Secondly, an ego that has pursued a knowing of reality, will often start with flawed or flaky logic. It does not know, what it does not know. It lacks the full story until it has pursued a logical analysis of reality until it can go no further. That never happens at once, or perhaps ever, and all the layers in the ego building would have been formed without the big picture. The big picture may also include knowing that part of the picture that cannot rationally be pursued.

It seems that, for the ego's sub-routines to be absent of conflict between others, then the loose ends, the indefinites, must be tied off. The ego requires everything to be quantised, it needs discrete data packets. In every concept relating to infinity, there is the problem of infinity itself - its endless thus cannot be quantified, and in the same way for the ego, if there is a question that remains "open" then in a conceptual sense it is infinite.

To avoid a logical ego reaching an impasse, then at some point then rethinking, as in going around in circles over the same core ideas, has to cease. "Everything is connected" and truths like that have to be seen for what they are, and inserted into the ego program as fundamental values, values of absolute logic, that need no further questioning.

Once this occurs, and illogical sub-routines have been well discarded by this point, then the ego program becomes rather compact.

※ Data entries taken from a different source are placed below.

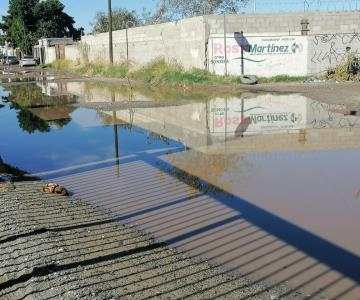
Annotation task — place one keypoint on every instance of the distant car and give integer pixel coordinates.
(27, 60)
(11, 60)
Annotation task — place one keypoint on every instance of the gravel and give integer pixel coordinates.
(56, 247)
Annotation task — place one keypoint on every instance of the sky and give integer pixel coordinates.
(84, 11)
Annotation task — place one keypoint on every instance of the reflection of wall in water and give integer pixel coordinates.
(273, 114)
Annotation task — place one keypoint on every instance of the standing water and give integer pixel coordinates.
(265, 185)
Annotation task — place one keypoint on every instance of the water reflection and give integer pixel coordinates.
(264, 184)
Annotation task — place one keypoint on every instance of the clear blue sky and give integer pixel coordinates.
(84, 11)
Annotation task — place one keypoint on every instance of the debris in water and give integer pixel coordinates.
(54, 188)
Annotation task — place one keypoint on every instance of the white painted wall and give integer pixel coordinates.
(268, 55)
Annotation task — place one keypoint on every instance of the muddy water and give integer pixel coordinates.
(266, 185)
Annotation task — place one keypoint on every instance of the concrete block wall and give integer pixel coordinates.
(186, 41)
(183, 41)
(327, 22)
(329, 50)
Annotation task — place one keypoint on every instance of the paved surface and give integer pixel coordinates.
(53, 247)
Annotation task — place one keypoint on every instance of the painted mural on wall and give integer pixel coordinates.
(260, 56)
(329, 50)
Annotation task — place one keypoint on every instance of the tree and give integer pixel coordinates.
(31, 123)
(29, 20)
(174, 9)
(52, 21)
(121, 18)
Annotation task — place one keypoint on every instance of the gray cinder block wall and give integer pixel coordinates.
(329, 22)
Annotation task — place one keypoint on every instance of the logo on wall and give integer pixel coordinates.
(296, 48)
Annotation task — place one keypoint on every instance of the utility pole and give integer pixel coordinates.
(225, 45)
(111, 53)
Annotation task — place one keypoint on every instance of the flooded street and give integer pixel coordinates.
(266, 185)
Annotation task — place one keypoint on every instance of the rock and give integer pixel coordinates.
(6, 186)
(54, 188)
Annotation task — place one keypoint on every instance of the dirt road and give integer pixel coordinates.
(55, 247)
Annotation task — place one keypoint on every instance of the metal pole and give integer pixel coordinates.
(111, 54)
(225, 44)
(127, 43)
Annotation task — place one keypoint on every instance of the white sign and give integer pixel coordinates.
(263, 56)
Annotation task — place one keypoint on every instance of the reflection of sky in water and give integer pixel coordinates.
(83, 140)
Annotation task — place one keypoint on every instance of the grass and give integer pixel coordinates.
(281, 78)
(160, 72)
(348, 70)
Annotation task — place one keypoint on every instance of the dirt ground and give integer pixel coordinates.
(56, 247)
(347, 93)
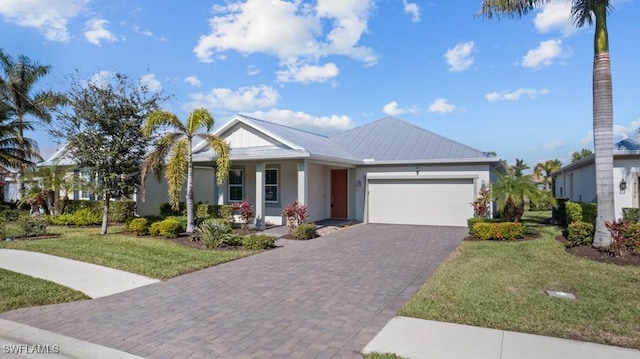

There is fuck all input code as the Watcher's time is not taken up managing various value systems and their resulting confusion. In not requiring animal emotions, there is little need for valuing. Without the completely transitory nature of emotions overpowering The Watcher, then it is not causing the brain to chop reality into segments that may need to be acted on. Without those interruptions then overall awareness stays more in the now, in the continuousness of nature. The lack of distraction and the holistic nature of one's mental vista, its unfettered landscape, allows one to fell more alive, more knowing.